The current study has described a study protocol for evaluating the effectiveness of the What Do You Drink web-based brief alcohol intervention for 15- to 20-year-old adolescents with a low educational background by using a two-arm parallel-group cluster randomized controlled trial. Evaluation of the WDYD intervention will provide insights into its effectiveness, which will be communicated to scientists and health professionals.

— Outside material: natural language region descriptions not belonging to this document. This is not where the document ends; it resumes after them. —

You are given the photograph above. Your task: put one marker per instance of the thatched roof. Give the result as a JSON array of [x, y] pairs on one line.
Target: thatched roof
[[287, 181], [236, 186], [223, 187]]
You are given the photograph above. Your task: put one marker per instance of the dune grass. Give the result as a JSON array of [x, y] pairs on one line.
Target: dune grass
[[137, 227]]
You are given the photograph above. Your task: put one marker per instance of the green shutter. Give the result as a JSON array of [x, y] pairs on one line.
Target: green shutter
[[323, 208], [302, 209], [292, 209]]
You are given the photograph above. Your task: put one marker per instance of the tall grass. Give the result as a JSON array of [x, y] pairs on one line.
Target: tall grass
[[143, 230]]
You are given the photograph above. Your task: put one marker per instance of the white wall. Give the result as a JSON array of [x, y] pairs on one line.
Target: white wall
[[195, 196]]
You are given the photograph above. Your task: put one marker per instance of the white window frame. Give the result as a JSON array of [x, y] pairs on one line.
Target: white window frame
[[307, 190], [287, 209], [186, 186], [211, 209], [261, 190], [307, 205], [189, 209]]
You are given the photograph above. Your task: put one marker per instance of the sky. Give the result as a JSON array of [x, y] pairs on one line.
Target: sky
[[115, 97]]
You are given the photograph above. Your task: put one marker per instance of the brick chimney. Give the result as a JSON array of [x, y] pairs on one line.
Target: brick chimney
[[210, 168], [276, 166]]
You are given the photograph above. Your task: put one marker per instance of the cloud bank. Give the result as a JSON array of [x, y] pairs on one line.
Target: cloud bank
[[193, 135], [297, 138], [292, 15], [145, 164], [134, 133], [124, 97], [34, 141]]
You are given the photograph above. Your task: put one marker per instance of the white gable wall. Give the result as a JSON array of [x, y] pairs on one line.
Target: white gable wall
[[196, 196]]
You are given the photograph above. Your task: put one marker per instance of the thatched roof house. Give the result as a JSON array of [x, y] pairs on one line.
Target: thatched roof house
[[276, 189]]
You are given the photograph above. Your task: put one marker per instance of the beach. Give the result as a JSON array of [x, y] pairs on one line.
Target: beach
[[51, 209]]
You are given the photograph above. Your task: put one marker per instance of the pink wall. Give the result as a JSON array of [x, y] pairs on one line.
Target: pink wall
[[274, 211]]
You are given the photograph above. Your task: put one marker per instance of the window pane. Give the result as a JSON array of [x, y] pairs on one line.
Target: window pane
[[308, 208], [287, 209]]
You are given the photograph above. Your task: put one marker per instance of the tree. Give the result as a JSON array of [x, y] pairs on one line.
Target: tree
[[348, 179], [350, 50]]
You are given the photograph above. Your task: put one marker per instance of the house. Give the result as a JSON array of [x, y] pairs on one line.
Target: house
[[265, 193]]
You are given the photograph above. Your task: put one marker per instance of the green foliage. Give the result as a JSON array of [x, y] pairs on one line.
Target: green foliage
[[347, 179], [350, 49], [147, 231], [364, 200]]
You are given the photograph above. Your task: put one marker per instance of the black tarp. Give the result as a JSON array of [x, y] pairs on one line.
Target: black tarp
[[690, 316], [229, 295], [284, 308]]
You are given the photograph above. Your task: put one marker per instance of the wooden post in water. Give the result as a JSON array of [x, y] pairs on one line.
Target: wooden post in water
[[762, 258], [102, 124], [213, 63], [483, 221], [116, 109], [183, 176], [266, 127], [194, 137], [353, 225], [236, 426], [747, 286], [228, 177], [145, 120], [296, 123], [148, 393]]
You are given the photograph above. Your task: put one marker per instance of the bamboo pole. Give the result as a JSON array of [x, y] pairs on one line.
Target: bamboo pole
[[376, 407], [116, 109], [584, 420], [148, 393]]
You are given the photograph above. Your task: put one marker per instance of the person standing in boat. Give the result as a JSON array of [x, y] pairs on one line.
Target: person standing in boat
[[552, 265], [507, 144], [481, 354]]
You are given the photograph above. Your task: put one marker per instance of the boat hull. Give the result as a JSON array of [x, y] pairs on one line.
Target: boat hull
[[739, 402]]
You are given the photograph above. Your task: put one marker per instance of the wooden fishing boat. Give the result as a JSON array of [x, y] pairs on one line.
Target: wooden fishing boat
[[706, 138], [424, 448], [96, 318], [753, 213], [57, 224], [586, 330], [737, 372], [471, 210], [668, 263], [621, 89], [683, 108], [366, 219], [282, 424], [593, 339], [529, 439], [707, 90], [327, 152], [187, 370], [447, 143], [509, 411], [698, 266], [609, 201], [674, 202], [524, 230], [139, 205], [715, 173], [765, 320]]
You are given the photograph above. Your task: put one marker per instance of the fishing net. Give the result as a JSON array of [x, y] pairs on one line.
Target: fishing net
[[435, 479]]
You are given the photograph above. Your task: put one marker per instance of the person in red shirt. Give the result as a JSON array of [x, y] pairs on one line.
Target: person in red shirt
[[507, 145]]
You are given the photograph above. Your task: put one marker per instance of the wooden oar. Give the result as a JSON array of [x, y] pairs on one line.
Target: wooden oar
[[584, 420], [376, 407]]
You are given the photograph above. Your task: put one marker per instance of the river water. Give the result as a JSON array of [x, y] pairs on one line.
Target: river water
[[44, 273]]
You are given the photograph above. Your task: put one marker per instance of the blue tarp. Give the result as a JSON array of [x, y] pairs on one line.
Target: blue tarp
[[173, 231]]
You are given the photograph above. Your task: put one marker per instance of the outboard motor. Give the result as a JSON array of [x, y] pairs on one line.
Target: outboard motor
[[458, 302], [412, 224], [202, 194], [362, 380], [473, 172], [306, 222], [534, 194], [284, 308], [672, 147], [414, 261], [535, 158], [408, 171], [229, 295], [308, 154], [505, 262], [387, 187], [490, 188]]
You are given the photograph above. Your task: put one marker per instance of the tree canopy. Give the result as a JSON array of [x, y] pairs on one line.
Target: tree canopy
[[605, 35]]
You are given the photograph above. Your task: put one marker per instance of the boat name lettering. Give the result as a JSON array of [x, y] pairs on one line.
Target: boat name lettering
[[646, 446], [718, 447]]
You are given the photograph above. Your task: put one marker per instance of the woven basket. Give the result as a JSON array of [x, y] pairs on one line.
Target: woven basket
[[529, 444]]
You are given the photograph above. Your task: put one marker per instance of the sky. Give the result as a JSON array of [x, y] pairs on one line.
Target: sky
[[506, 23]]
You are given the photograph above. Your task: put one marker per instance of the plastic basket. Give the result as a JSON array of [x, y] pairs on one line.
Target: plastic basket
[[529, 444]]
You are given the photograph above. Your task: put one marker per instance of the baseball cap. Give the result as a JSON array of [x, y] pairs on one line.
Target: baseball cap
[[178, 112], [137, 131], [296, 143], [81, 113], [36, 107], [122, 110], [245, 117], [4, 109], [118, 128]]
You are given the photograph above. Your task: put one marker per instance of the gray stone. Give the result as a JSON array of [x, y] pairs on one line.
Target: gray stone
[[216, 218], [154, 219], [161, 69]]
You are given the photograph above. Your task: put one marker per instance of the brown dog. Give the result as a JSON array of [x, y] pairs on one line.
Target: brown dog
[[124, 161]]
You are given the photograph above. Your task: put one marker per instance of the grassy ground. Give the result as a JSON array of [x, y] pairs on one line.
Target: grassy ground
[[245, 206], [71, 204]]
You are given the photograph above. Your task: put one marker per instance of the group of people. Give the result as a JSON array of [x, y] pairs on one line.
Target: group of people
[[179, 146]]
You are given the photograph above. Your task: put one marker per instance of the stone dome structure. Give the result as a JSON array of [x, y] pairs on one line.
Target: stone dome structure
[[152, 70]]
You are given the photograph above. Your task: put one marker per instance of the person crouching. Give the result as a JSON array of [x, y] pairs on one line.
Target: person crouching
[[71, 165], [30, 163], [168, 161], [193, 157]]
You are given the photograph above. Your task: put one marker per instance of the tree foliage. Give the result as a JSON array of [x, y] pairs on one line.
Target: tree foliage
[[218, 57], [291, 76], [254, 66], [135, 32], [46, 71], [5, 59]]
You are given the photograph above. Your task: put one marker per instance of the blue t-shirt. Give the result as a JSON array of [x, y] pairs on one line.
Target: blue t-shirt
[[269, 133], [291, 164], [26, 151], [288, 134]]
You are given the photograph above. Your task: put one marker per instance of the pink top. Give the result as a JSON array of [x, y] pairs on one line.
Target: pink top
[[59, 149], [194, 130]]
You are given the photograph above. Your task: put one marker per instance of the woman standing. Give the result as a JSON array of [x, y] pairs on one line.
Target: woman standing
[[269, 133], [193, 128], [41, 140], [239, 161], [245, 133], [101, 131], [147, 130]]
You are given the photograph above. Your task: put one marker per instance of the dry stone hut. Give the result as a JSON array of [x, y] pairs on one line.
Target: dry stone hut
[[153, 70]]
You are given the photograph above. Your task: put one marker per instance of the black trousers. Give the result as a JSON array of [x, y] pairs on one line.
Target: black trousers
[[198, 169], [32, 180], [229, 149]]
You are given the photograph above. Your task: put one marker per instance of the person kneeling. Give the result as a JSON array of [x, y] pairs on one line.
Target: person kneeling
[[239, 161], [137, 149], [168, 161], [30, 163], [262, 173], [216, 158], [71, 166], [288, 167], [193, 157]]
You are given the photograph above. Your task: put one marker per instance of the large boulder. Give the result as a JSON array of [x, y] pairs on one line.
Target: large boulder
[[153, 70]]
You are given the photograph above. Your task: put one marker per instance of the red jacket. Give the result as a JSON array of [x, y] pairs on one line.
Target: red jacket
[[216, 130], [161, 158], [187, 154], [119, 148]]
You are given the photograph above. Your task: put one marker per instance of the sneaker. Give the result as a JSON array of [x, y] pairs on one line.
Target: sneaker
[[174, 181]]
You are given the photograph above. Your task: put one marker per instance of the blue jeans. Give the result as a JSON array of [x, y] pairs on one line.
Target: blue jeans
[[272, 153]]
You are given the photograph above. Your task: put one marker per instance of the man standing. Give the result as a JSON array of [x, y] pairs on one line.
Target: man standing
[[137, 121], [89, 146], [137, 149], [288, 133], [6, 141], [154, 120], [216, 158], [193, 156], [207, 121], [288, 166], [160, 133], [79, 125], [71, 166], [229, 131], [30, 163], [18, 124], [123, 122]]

One of the strengths of this program concerns the theoretical underpinning of the WDYD intervention, which is based on Motivational Interviewing principles and social influence models. Both have been proven to be effective when used in web-based brief alcohol interventions aimed at reducing heavy drinking among students [1519, 21]. Further, the web-based approach of the tailored intervention may be more effective over the more traditional delivery methods [32]. In addition, WDYD is a short intervention (about 20 minutes), which makes it less time-consuming than regular prevention programs and, therefore, easier to implement. Finally, standardized responses will be ensured by providing an overview of standard units for various beverages. However, this study has several limitations that are worth mentioning. First, a convenience sampling strategy will be used to recruit participants at VMBO and MBO institutions, which may limit generalizability. Second, all measurements are based on self-report measures, possibly resulting in over- or underreporting of alcohol outcomes due to social desirability [47]. However, confidentially will be assured in the informed consent, which make the self-report measures of alcohol use reliable and valid [48, 49]. Third, despite clustering the randomization at class level, participants in the control condition could have been exposed to the WDYD intervention when they have friends in the experimental condition who have shared the link of the intervention. However, contamination between conditions is expected to be minimal since the WDYD intervention is neither yet available to the general public nor online. Moreover, contamination between conditions will be evaluated by asking all participants if they have actually seen the WDYD intervention by presenting screening shots of the homepage of the intervention to reduce participants’ memory bias. Fourth, it may be the case that being exposed to the intervention or control condition influences the way participants perceive the alcohol use and acceptability of drinking of the reference group under investigation. However, adolescents are rather accurate in estimating their best friend’s drinking behavior [50]. Finally, the development of the effects of the intervention over time cannot be examined, since there are only two follow-up assessments at one and six months after the intervention.

Trial status

The status of the trial is ongoing at the time of manuscript submission. The recruitment of participants is expected to be completed by December 2012.